La cour d’appel de Douai, le 6 mars 2024, a examiné un pourvoi contre une ordonnance de référé. Des occupants sans titre contestent leur expulsion d’un logement appartenant à un bailleur social. La juridiction devait statuer sur la qualification de l’occupation et ses conséquences procédurales. Elle confirme intégralement l’ordonnance de première instance, ordonnant l’expulsion sans délai.
La qualification d’occupation sans droit ni titre
La caractérisation d’un trouble manifestement illicite. La cour retient que l’occupation des lieux s’exerce sans aucun droit et contre la volonté du propriétaire. Elle affirme qu’une telle situation constitue nécessairement un trouble illicite justifiant une mesure en référé. Cette analyse rejoint une jurisprudence constante sur la violation du droit de propriété. « L’occupation sans droit ni titre du bien d’autrui constitue nécessairement un trouble manifestement illicite » (Tribunal judiciaire de Marseille, le 23 janvier 2025, n°24/04090). La simple absence de dégradation ou le paiement de charges ne modifie pas cette qualification juridique.
La reconnaissance d’une voie de fait justifiant l’urgence. La décision qualifie spécifiquement cette occupation de voie de fait. Cette qualification découle de l’entrée dans les lieux sans l’accord du propriétaire et du maintien contre sa volonté. Elle se distingue ainsi d’une simple occupation sans titre nécessitant des actes positifs. La cour écarte donc l’argument des occupants sur l’absence d’effraction ou de violence. La voie de fait est ici déduite de la privation de jouissance imposée au propriétaire légitime.

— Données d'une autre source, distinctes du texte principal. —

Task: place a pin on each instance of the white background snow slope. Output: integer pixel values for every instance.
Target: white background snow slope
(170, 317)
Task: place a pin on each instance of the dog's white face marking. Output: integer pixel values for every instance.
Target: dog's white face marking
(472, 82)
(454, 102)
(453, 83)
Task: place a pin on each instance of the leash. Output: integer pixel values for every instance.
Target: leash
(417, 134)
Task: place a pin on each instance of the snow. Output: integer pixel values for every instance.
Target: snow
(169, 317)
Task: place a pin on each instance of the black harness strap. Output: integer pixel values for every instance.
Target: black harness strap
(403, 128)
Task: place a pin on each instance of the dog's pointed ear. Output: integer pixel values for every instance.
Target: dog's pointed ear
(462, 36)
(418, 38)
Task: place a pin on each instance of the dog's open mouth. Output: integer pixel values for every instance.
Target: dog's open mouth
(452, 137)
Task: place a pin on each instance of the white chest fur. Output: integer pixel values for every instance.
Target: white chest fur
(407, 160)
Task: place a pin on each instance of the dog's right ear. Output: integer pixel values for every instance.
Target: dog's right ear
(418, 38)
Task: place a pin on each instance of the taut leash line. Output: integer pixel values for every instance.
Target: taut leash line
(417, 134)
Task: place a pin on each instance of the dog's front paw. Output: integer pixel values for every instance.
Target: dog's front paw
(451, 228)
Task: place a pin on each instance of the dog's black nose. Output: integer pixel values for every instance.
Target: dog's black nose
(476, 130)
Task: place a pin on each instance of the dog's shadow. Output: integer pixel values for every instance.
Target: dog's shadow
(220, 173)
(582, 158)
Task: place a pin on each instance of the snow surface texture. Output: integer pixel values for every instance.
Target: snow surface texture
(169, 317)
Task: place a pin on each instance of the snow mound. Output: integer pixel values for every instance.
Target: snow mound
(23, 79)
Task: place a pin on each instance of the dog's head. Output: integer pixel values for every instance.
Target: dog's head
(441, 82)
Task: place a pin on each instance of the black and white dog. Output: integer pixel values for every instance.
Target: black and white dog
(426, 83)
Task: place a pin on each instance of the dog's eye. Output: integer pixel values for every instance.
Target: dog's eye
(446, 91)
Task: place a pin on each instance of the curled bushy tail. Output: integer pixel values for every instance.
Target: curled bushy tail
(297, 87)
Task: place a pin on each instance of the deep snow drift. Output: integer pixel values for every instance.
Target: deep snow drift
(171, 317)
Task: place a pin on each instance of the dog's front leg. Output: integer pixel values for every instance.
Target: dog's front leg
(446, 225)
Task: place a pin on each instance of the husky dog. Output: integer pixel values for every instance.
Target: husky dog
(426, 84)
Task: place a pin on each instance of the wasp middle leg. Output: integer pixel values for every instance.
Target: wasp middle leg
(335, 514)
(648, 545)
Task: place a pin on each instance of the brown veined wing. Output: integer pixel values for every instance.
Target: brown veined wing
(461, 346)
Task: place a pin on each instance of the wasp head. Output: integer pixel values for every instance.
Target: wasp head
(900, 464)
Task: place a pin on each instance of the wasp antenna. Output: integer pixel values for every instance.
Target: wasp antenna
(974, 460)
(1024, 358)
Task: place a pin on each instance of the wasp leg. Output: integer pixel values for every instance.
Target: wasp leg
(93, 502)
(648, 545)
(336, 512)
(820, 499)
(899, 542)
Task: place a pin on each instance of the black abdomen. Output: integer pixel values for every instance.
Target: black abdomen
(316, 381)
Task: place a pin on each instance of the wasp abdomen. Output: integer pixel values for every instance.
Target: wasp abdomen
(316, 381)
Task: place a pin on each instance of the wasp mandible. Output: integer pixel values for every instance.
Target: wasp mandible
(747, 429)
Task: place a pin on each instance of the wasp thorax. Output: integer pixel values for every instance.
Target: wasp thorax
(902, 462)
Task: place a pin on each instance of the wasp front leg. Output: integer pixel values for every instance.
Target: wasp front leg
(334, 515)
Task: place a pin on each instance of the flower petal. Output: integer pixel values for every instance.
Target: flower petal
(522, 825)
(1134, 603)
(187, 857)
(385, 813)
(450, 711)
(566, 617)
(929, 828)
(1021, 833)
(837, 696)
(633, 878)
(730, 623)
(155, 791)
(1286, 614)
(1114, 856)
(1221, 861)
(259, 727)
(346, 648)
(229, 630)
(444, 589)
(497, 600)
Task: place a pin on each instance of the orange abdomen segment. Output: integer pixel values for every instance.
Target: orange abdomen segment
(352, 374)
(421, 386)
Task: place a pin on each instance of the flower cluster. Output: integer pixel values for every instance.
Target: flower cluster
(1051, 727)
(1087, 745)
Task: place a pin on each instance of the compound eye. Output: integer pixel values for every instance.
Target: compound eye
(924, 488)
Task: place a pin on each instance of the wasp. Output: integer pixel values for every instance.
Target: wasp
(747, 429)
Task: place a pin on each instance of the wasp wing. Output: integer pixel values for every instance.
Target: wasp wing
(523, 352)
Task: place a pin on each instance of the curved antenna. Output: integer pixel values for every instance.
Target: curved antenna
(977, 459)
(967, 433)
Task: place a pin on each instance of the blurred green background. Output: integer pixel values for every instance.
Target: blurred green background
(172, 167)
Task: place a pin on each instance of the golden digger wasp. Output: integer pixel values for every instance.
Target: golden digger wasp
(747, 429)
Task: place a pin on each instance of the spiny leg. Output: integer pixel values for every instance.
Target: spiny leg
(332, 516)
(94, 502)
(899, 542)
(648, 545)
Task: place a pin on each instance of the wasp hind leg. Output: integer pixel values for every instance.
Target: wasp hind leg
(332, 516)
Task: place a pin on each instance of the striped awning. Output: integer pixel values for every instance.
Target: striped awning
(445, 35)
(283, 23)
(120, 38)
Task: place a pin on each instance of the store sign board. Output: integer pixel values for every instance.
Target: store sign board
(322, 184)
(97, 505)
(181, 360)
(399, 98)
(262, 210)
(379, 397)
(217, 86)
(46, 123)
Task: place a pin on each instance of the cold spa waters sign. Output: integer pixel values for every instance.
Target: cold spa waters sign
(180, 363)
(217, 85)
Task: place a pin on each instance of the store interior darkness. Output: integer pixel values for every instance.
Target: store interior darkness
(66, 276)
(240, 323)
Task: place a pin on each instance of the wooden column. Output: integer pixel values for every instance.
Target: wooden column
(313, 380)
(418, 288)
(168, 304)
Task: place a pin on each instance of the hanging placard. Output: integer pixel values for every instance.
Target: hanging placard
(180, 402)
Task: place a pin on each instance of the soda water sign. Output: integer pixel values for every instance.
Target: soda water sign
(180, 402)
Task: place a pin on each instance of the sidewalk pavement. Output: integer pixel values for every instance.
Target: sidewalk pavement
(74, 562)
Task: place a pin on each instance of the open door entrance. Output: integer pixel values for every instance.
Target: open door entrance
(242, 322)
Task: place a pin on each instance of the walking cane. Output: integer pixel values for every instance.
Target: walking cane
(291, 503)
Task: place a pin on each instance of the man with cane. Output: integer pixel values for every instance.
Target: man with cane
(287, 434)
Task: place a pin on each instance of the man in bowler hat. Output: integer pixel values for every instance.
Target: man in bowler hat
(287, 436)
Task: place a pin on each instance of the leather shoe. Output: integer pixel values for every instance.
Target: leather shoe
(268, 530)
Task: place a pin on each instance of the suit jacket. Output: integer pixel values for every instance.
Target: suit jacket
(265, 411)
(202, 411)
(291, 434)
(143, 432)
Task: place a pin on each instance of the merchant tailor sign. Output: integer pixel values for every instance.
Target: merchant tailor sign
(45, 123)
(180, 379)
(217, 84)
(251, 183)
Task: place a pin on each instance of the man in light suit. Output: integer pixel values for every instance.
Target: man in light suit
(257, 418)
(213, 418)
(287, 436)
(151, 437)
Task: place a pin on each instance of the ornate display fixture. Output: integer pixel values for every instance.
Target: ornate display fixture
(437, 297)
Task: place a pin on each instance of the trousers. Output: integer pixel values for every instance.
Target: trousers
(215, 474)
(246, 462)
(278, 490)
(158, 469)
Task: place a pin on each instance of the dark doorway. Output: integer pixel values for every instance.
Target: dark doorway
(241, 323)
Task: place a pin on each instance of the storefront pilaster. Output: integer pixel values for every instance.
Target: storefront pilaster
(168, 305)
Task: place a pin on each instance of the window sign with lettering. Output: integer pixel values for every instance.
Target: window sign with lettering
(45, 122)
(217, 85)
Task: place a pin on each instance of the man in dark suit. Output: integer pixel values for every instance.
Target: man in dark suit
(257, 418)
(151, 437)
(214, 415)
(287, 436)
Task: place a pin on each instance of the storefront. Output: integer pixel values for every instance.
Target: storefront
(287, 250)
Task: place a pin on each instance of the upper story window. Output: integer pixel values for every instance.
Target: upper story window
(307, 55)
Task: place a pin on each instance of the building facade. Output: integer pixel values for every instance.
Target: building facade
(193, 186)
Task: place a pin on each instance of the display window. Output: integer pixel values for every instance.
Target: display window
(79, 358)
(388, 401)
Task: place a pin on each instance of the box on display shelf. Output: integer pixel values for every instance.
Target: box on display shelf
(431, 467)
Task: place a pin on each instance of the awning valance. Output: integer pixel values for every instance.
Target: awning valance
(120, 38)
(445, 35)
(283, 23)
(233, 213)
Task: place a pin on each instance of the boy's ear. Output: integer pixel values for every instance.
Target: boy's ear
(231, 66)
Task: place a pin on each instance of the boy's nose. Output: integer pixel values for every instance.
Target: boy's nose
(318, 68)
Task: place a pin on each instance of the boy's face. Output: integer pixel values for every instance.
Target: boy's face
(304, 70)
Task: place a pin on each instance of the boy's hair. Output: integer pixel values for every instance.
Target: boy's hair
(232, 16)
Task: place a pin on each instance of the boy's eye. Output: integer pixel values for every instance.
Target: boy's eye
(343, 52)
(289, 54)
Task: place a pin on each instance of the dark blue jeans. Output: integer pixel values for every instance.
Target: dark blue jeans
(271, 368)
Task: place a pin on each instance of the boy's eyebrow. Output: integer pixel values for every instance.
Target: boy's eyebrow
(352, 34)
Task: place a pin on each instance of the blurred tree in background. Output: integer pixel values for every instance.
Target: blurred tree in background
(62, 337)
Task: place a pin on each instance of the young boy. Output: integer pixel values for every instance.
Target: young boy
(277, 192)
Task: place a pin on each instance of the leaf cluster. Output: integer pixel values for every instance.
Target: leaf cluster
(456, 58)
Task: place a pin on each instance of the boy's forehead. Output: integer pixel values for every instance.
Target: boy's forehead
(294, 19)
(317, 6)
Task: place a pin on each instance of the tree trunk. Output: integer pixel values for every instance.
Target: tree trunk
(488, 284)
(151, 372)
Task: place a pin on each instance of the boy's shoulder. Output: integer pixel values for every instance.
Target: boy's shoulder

Les conséquences procédurales de la qualification retenue
La suppression des délais légaux protecteurs. La qualification de voie de fait entraîne des conséquences immédiates sur la procédure d’expulsion. La cour confirme la suppression du délai de deux mois suivant le commandement. Elle rappelle que ce délai peut être réduit ou supprimé en cas de mauvaise foi ou de voie de fait. La mauvaise foi des occupants est caractérisée par leur installation sans bail et l’absence de démarches de relogement. Les circonstances personnelles invoquées sont jugées inopérantes face au trouble illicite.
L’exclusion du bénéfice de la trêve hivernale. Le statut de bailleur social et l’état du logement sont considérés comme sans influence sur la décision. La protection de la trêve hivernale est expressément refusée aux auteurs d’une voie de fait. « La trêve hivernale ne bénéficie pas aux personnes entrées dans les lieux par voie de fait » (article L.412-6 du code des procédures civiles d’exécution). L’urgence à faire cesser le trouble prime sur toute considération saisonnière ou sociale. La décision affirme ainsi la primauté du droit de propriété dans ce contexte particulier.
Cet arrêt renforce une jurisprudence sévère envers les occupations sans titre. Il assimile toute occupation non consentie à une voie de fait justifiant une expulsion accélérée. La solution limite strictement les protections procédurales habituelles des occupants. Elle consacre une approche objective du trouble illicite fondée sur la seule violation du droit de propriété. La décision isole ce contentieux des considérations sociales attachées au logement.